Any hints og news if someone is looking into this rather common issue?

I have the same issue now for several months, Systems freezes after 1 day - simple installation, new RaspberryPI with SD card, original power supply 2% CPU load, 58 degrees celcius, Disk 8%, Mem use 12%

recorder:
  purge_keep_days: 1
  commit_interval: 10

im still trying to resolve this issue unresponsive HA once everyday. I have set automation to reboot my HA every 6hours hoping this will solve the issue. I will update this ticket once it eliminates the issue.

Same here - tried almost everything. SD->SSD, cooling, disabled integration etc. etc.

I’m wondering if the devs are aware of this thread. I would post logs if I knew what they needed to diagnose the issue.

I’ve tried excluding sensors from the recorder, and I now have a sneaking suspicion, that it is an input_text value that is tripping up the recorder process.

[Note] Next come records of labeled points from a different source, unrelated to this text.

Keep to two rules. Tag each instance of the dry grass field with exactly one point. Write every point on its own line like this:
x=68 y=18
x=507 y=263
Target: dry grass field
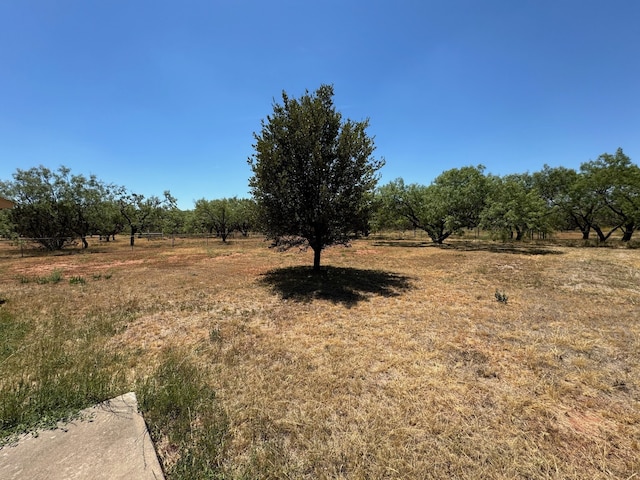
x=398 y=361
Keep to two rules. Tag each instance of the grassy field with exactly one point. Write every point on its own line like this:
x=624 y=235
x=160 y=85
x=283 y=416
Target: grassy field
x=477 y=360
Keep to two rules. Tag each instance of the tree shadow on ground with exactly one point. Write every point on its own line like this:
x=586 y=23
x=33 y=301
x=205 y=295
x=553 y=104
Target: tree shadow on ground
x=336 y=284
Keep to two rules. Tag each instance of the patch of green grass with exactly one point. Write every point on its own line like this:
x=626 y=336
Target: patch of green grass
x=183 y=415
x=49 y=375
x=53 y=277
x=12 y=333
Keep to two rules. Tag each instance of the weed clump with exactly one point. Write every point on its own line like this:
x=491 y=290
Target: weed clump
x=185 y=418
x=501 y=297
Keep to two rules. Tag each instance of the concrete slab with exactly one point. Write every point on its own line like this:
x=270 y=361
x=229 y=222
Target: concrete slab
x=111 y=442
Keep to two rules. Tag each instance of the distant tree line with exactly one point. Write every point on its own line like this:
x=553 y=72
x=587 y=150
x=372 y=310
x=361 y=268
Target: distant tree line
x=56 y=207
x=601 y=197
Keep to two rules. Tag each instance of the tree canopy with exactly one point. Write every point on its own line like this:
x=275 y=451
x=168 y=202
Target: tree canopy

My setup is now working again, after excluding it, purging the database, and restarting HA.
Will post again, once a day has past, to let you know it that worked.

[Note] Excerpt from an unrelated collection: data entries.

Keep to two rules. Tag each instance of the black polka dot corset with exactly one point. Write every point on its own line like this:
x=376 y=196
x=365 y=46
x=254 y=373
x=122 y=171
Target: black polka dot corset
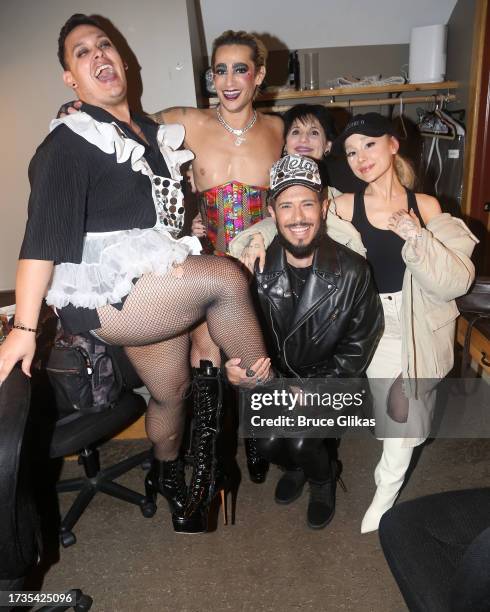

Same here :man_facepalming:

Everything startet after switching from RPI3 to 4

Meanwhile i changed to the 3rd SSD adapter
I tested the SSD with blackmagic and crystaldiskmark nearby to the death
I use the original rpi power supply
I can’t see anything in the logs at all

Reboot / Fresh Install → 24 - 72h :: FREEZE !

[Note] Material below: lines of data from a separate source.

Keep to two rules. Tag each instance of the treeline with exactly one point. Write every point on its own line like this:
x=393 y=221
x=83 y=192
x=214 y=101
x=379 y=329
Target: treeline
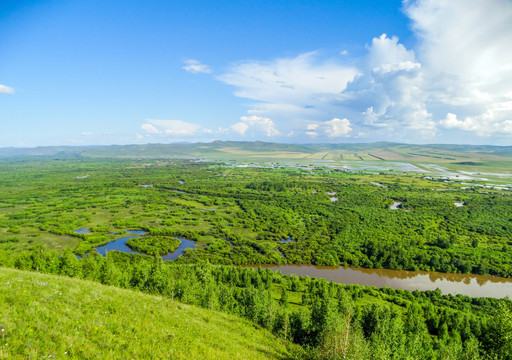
x=329 y=320
x=242 y=215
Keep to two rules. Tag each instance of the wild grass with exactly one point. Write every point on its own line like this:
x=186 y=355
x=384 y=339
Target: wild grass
x=47 y=316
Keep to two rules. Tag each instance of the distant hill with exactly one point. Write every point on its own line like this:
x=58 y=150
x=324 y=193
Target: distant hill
x=259 y=151
x=48 y=316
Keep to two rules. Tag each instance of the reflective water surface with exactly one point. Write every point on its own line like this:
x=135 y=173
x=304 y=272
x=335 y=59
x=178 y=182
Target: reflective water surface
x=470 y=285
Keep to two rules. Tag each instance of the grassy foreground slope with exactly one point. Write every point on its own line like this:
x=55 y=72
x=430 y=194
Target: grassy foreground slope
x=59 y=317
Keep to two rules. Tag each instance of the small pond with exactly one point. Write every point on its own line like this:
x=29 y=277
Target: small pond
x=82 y=231
x=120 y=245
x=396 y=205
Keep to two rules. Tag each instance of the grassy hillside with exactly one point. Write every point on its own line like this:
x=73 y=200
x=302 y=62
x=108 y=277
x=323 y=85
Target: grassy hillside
x=58 y=317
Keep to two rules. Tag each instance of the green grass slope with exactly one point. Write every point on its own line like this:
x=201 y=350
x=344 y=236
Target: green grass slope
x=48 y=316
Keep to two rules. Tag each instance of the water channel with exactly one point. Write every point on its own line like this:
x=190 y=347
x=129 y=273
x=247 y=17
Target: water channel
x=465 y=284
x=120 y=245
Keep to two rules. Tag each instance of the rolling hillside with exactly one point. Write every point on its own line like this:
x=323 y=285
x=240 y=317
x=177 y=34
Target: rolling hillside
x=47 y=316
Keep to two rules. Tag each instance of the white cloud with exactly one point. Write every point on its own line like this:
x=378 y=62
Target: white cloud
x=4 y=89
x=461 y=65
x=466 y=56
x=302 y=88
x=257 y=124
x=337 y=127
x=195 y=67
x=333 y=128
x=240 y=128
x=150 y=129
x=173 y=128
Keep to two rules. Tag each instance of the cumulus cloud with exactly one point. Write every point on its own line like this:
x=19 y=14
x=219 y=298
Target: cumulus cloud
x=4 y=89
x=195 y=67
x=258 y=125
x=240 y=128
x=173 y=128
x=303 y=88
x=334 y=128
x=466 y=55
x=461 y=65
x=337 y=127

actual i switched over to a A2 SD card instead of SSD
the next step would a try with 32Bit instead of 64Bit
lets see

really annoying :sleepy:

I had the same problem and a completely fresh install (no snapshot restore) seems to have fixed it. Details here: HassIO stops responding every so often - #75 by bradymholt

Hi,
This sounds just like my case. Did you find a fix to this?
Thanks in advance!

Worked for me to exclude that custom input_text entity from the recorder!

1 Like

Hi,

Could you share an example on how to apply this workaround?

Sure!

I started with excluding all domain types from being recorded (see below), restarting HA, and checking the logs to see if stuff was being recorded again.

Then I progressively enabled domains again, by commenting out those lines (see below).

Finally, I figured out it had to do with one of my custom input_text fields. So leaving that excluded got everything stable and working again.

recorder:
  [...]
  exclude:
    domains:
      - automation
      # - binary_sensor
      - camera
      # - climate
      - device_tracker
      # - group
      # - input_boolean
      - input_text
      # - light
      # - person
      # - sensor
      - sun
      # - switch
      - water_heater
      - weather
      - weblink
      - updater
      - zone

Thx, I had the same issue and it’s better now with your trick.